The well-acted Pawn Sacrifice struggles to jazz up Bobby Fischer’s story

Viewers unfamiliar with the American chess champion Bobby Fischer might be forgiven for assuming, based on the casting of Tobey Maguire as a 30-ish Fischer in Pawn Sacrifice, that his genius was of the quiet, withdrawn variety. But while this movie version of Fischer does indeed suffer from mental health issues that make it difficult for him to form functional human relationships, one of the film’s strongest, most potentially surprising pleasures is the sight of Maguire playing both with and against his usual type. While this Fischer is a chess prodigy who spends a lot of time in his own head, easily distracted by bursts of life’s background noises, he also has a mouthy pro-athlete bravado that seems consistent with his Brooklyn upbringing.
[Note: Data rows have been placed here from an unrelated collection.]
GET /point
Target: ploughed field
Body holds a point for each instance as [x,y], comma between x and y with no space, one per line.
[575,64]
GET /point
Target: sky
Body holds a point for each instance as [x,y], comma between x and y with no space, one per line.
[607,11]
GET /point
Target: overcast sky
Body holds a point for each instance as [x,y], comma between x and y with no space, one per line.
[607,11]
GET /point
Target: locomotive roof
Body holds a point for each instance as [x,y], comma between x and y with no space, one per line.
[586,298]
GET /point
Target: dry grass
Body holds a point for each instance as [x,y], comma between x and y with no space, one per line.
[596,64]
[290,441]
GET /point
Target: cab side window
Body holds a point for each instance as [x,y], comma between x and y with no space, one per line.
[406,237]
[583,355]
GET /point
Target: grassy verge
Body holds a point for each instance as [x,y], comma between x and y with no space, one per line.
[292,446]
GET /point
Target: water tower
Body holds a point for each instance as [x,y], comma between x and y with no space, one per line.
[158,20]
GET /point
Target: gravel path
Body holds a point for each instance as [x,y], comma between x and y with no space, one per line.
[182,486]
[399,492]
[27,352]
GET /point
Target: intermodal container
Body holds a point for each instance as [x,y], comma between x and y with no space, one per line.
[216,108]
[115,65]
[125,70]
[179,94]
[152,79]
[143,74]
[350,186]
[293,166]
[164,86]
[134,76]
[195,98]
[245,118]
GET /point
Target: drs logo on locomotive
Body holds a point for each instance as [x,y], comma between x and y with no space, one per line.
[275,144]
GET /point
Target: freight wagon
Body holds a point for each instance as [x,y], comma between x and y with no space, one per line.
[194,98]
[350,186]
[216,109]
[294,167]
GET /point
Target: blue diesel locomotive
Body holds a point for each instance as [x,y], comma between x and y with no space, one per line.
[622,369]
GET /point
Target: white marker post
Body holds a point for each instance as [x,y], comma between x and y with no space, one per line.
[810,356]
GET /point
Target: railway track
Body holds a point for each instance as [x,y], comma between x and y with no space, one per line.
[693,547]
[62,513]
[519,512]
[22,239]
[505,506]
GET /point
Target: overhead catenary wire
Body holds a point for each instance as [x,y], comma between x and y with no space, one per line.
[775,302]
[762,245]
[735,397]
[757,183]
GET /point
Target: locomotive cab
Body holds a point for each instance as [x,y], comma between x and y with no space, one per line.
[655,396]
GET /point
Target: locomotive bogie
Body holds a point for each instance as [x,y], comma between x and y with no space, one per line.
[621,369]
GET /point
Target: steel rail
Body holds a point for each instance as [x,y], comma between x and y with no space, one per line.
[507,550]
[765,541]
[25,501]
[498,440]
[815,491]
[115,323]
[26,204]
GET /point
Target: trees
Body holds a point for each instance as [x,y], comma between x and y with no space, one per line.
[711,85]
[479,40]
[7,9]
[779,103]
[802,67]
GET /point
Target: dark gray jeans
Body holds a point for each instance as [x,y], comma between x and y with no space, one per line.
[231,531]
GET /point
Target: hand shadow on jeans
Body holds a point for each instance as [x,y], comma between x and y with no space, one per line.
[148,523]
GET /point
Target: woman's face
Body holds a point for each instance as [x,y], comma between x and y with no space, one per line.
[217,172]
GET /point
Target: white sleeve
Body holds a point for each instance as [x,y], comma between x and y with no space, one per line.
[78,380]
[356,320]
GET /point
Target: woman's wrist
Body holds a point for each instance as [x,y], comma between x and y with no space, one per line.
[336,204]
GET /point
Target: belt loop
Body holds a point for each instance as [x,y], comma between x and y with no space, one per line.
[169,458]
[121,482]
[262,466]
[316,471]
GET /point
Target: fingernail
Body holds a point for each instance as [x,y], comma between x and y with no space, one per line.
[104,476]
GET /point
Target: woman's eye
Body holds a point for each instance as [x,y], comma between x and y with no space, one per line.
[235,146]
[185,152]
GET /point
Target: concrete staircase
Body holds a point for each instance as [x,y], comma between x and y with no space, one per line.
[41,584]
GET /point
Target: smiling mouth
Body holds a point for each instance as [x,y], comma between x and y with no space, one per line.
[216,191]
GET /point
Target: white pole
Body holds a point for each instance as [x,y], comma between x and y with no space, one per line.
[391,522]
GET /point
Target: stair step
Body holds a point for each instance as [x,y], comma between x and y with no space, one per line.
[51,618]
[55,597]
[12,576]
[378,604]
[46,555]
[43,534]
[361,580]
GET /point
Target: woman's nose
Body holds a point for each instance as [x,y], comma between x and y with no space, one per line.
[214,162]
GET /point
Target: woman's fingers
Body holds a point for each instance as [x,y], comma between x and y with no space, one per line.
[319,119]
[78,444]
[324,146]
That attitude gives Maguire the opportunity to play a little meaner and wilder, reminiscent of his underrated work in Spider-Man 3 and The Good German (as a far less villainous character than he plays in either of those).

His braggadocio recalls an overgrown child, with his casual dismissals of other chess players and antsy, loosey-goosey body language linking to his childhood impatience with waiting for his opponents’ moves. Maguire’s overgrown-boy look creates continuity between the younger versions of Fischer the movie shows before spending most of its time with the adult version in the ’60s and ’70s, leading up to a series of 1972 matches with Russian chess master Boris Spassky (Liev Schreiber, in a performance of relatively few lines and even fewer in English). Fischer’s mental problems and frequent encounters with Russians make him a perfect victim of Cold War paranoia, and he’s often convinced that he’s being followed and bugged. He may not be right (and his ranting against the commies and “the Jews” seems especially disturbed when other characters point out that he is, in fact, Jewish), but the methods aren’t unthinkable—and his trusty lawyer Paul Marshall (Michael Stuhlbarg) really is in contact with people in Washington, who see Fischer’s chess matches with the Russians as the rare winnable conflict with communists.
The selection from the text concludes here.